Paula Deen's Garden pea salad on the Food Network website is a simple pea salad recipe that takes 5 minutes to prepare. The recipe calls for very young peas by a reputable brand such as Le Sueur, and it makes four servings.
To prepare the pea salad, thoroughly wash and drain one 15-ounce can of young peas in a colander. Transfer the peas to a medium-sized mixing bowl, and toss in 2 to 3 tablespoons mayonnaise and 1/4 cup of chopped onions. Boil two eggs, and crumble them into the bowl. Toss all ingredients until the peas are thoroughly coated, seasoning to taste with freshly ground black pepper and salt. For a spicy touch, add some chopped pimento.

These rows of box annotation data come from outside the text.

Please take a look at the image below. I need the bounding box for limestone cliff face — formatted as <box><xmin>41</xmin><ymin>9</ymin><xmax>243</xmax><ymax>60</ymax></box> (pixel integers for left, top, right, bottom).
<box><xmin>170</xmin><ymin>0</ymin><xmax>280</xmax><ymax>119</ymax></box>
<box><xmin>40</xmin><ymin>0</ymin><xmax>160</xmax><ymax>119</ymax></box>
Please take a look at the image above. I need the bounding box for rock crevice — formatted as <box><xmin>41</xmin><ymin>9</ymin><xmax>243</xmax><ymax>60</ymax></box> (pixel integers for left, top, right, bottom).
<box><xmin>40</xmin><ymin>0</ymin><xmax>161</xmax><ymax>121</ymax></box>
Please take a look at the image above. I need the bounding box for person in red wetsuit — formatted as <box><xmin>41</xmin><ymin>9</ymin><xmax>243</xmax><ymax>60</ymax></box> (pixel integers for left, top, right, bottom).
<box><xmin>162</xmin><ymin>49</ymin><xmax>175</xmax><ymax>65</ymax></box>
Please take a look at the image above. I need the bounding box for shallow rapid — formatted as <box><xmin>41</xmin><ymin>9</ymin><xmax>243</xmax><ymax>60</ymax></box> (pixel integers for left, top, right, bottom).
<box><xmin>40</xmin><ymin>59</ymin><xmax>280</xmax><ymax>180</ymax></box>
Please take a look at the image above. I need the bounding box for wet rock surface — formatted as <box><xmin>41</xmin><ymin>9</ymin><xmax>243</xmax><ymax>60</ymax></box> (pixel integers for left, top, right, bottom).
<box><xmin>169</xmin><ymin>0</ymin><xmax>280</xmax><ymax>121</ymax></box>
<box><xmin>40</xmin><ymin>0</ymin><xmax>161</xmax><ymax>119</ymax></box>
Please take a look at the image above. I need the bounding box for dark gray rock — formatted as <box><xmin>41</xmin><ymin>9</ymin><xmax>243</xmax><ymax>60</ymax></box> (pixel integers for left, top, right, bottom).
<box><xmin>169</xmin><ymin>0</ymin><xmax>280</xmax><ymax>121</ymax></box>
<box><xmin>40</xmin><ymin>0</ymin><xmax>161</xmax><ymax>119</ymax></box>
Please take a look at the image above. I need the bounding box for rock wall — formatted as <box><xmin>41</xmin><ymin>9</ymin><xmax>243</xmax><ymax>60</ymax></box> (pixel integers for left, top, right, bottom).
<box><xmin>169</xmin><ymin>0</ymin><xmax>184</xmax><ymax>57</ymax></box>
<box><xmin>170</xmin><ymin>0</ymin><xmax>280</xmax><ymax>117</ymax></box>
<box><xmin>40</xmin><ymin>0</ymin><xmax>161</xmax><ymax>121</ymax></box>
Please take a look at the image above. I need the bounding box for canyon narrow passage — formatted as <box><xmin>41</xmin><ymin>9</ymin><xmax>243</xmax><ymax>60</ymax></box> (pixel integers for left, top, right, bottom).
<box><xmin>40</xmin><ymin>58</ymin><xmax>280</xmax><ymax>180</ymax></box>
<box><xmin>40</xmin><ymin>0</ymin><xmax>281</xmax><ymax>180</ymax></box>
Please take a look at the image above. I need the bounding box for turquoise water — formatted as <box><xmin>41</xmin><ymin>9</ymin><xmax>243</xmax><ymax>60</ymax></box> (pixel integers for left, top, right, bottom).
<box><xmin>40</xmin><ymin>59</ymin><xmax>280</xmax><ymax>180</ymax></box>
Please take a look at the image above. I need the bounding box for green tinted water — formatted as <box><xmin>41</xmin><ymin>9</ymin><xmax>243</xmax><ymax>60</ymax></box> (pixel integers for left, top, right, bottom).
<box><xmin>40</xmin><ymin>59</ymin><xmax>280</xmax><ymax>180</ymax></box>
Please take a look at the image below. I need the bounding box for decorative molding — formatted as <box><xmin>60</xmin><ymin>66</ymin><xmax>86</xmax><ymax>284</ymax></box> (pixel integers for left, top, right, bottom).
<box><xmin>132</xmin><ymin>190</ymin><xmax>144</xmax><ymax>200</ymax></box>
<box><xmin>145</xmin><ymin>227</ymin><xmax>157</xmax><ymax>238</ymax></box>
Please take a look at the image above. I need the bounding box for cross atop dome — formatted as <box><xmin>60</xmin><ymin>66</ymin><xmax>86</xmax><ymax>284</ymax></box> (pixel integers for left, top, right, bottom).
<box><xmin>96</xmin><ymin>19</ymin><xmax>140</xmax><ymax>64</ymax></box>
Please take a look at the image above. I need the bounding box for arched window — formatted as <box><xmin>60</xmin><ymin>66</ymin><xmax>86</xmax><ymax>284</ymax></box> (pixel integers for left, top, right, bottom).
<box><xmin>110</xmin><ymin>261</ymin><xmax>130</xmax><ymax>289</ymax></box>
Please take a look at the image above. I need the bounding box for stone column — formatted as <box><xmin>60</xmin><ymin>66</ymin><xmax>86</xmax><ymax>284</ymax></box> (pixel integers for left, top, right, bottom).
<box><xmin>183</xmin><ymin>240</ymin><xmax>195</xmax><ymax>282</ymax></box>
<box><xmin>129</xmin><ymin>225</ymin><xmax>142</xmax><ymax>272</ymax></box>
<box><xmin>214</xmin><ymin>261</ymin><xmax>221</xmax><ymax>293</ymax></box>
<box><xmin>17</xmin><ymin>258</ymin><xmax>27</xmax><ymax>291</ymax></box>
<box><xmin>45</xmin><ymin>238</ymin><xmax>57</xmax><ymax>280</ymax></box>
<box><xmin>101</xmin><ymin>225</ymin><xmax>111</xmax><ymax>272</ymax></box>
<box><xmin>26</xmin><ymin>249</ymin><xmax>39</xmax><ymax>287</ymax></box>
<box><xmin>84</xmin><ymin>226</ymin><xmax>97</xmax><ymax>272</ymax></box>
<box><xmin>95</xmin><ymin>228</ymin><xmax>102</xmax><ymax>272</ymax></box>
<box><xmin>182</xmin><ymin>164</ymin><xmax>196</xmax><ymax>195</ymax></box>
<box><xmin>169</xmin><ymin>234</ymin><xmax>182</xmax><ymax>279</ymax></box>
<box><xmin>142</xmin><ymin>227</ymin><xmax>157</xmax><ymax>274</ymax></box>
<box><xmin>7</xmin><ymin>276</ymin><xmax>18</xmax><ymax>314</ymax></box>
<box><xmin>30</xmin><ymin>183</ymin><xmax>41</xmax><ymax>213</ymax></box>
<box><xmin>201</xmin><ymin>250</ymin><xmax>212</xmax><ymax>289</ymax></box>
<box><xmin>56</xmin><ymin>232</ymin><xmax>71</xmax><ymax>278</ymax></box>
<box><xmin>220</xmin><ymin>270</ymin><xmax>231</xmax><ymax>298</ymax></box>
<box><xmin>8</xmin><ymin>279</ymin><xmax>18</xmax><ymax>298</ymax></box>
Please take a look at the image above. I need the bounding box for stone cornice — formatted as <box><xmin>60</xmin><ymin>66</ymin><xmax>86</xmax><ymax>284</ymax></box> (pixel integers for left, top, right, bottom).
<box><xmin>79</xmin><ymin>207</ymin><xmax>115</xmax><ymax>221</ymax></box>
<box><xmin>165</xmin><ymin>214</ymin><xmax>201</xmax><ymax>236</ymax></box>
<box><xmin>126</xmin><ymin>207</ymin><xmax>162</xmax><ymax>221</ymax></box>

Serve the pea salad as a side dish on a bed of salad to replace egg or potato salad. If bringing the pea salad to a picnic or pot luck, keep it cold longer by replacing the canned peas with frozen peas. Recipe reviewers recommend adding chopped celery for some extra crunch or bacon crumbles and shredded cheese for additional flavor. Also feel free to add a dash of vinegar, chopped asparagus, chopped lettuce, chopped parsley or finely minced garlic. For a zestier salad, replace the mayonnaise with buttermilk ranch dressing.